The facility question is a touchy one for OTB's staff and board. From its inception, the group has occupied the upper two stories of The Most Wishful Sons of Haiti Masonic Lodge. (In a tribute to OTB's resourcefulness, David White calls the theater The Most Holy Order of Wishful Thinking.) The rambling 1906 building is loaded with character, and has a niche in Seattle arts history.
Originally the Danish Brotherhood Society, it later became one of the city's first after-hours jazz clubs. From the '50s it was a busy rental hall, a place for Garfield High sock hops and rock-'n'-roll events. "Billie Holiday once played the old piano we still use," says Wagner, "and Jimi Hendrix performed here as a teenager."
Murphy and Wagner hope OTB can stay put; the group is exploring a long-term lease or purchase agreement that would allow for renovation. But moving to another building or erecting a new facility is not out of the question.
"We want to compare this space, which is very near and dear to us and the artists who work here, with other options," Wagner says. "Our board wants to have a plan in place by the end of the year."
Another sensitive topic is OTB's relation to the local performance community. Big-deal touring projects like "Brace Up!" generate the most media interest and heftiest grants, and more foreign companies are coming too. Some people wonder if OTB is spending too much of its resources on these components and not enough on local artists.

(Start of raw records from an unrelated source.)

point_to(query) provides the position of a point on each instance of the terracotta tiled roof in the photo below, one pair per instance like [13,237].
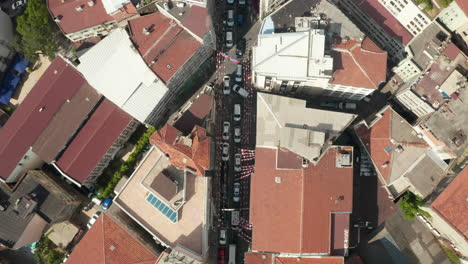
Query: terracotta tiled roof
[302,196]
[73,21]
[359,64]
[93,141]
[108,243]
[58,83]
[385,19]
[452,204]
[166,47]
[65,123]
[268,258]
[195,156]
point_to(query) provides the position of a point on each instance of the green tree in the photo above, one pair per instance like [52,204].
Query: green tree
[410,206]
[36,31]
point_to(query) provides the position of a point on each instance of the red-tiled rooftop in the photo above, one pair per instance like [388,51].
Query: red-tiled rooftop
[93,141]
[198,21]
[359,64]
[108,243]
[302,196]
[197,156]
[58,83]
[268,258]
[167,44]
[385,19]
[73,21]
[452,203]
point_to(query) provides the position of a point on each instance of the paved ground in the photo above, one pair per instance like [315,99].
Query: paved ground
[403,242]
[30,80]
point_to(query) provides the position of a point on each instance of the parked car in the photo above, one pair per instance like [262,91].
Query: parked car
[230,18]
[236,197]
[237,112]
[237,135]
[240,48]
[225,155]
[329,104]
[238,73]
[221,255]
[348,106]
[18,4]
[93,220]
[241,91]
[226,85]
[222,236]
[106,204]
[226,127]
[237,162]
[229,39]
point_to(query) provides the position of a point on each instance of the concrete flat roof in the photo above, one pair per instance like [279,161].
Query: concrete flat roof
[286,122]
[188,230]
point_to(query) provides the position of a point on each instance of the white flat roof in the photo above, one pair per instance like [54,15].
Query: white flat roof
[293,55]
[115,69]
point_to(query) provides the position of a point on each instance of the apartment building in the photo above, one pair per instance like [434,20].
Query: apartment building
[83,19]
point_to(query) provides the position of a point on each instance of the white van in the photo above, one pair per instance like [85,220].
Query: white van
[237,113]
[230,18]
[229,39]
[239,73]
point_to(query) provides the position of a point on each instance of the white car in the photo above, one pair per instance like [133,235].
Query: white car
[93,220]
[226,127]
[238,73]
[230,18]
[225,155]
[237,162]
[236,197]
[237,135]
[18,4]
[237,112]
[236,88]
[222,237]
[226,85]
[229,39]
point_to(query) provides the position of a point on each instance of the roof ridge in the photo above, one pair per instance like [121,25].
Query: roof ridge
[95,131]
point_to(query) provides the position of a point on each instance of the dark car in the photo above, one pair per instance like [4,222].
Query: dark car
[240,48]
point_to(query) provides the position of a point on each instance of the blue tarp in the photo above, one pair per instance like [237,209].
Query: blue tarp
[19,64]
[8,87]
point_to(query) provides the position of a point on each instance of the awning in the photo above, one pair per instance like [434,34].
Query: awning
[8,87]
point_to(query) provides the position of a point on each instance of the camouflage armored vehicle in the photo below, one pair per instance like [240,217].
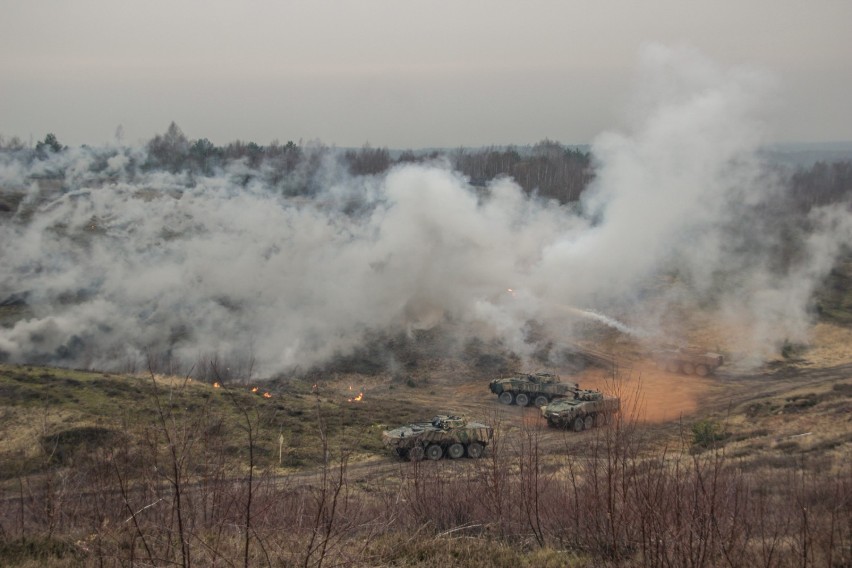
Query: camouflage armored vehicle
[586,410]
[689,361]
[538,388]
[443,435]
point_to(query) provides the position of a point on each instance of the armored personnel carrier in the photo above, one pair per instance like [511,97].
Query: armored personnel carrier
[688,361]
[588,408]
[538,388]
[443,435]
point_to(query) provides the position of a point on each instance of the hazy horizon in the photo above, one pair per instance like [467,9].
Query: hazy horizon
[403,76]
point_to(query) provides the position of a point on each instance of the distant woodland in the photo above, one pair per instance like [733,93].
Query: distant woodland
[548,169]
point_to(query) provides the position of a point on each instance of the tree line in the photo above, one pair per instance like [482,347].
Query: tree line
[547,169]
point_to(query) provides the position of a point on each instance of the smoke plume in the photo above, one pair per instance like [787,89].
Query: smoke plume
[114,261]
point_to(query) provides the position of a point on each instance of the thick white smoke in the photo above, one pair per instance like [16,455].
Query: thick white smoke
[113,265]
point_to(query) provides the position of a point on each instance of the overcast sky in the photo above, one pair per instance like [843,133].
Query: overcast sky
[394,73]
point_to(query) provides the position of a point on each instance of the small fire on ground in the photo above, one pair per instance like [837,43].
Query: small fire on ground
[255,390]
[357,398]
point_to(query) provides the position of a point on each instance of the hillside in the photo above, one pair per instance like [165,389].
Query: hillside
[105,468]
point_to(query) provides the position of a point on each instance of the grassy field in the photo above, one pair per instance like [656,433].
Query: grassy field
[103,469]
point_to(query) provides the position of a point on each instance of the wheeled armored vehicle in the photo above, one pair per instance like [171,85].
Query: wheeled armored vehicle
[525,388]
[588,409]
[444,435]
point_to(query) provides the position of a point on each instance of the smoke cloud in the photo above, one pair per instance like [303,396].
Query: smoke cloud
[121,262]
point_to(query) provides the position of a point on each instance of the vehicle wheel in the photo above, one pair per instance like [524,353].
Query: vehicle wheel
[455,451]
[434,452]
[475,450]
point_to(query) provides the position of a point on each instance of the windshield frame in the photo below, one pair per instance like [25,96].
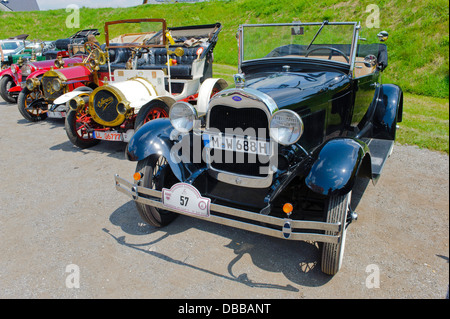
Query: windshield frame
[353,45]
[164,30]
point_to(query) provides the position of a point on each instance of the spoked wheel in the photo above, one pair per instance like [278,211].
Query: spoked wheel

But Murphy points out that other governments often help foot the bill for groups from abroad. Overseas travel costs for U.S. tours, he says, are usually shared by a number of presenters as well as by NPN's Suitcase Fund.
He also insists that boosting Northwest artists remains a top priority. Along with the well- ensconced New Works Festival, OTB also produces "12 Minutes Max," a grassroots work-in-progress series, six times a year. And one of the seven slots in each year's New Performance Series is for a local work, a work that OTB helps to tour nationally. This time it is the Pat Graney Company's latest dance program, "Faith" (June 13-16).
Supporting the home team isn't easy.
"One of our biggest challenges is trying to get as much attention and money for the local projects as for the international ones," says Murphy. "We really are an import-export business. There are some very smart, very talented artists in Seattle who need to be encouraged, nurtured and funded."
According to David White, the OTB has helped alert other presenters to Seattle talents: "I learned about Pat Graney, Wayne Madsen, Robert Davidson through them. They premiered Llory Wilson's piece `This Cordate Carcass,' and two years later it's still touring all over."
Though OTB may be having some growing pains, the organization is bearing them well. It's still a friendly, funky kind of place, with the hip and quasi-hip lounging on the stairs at intermission, and diverse visions occupying the stage.
Seattle's finest alternative arts purveyor is most certainly on the move. But it's hanging on tight to the spirit that created it.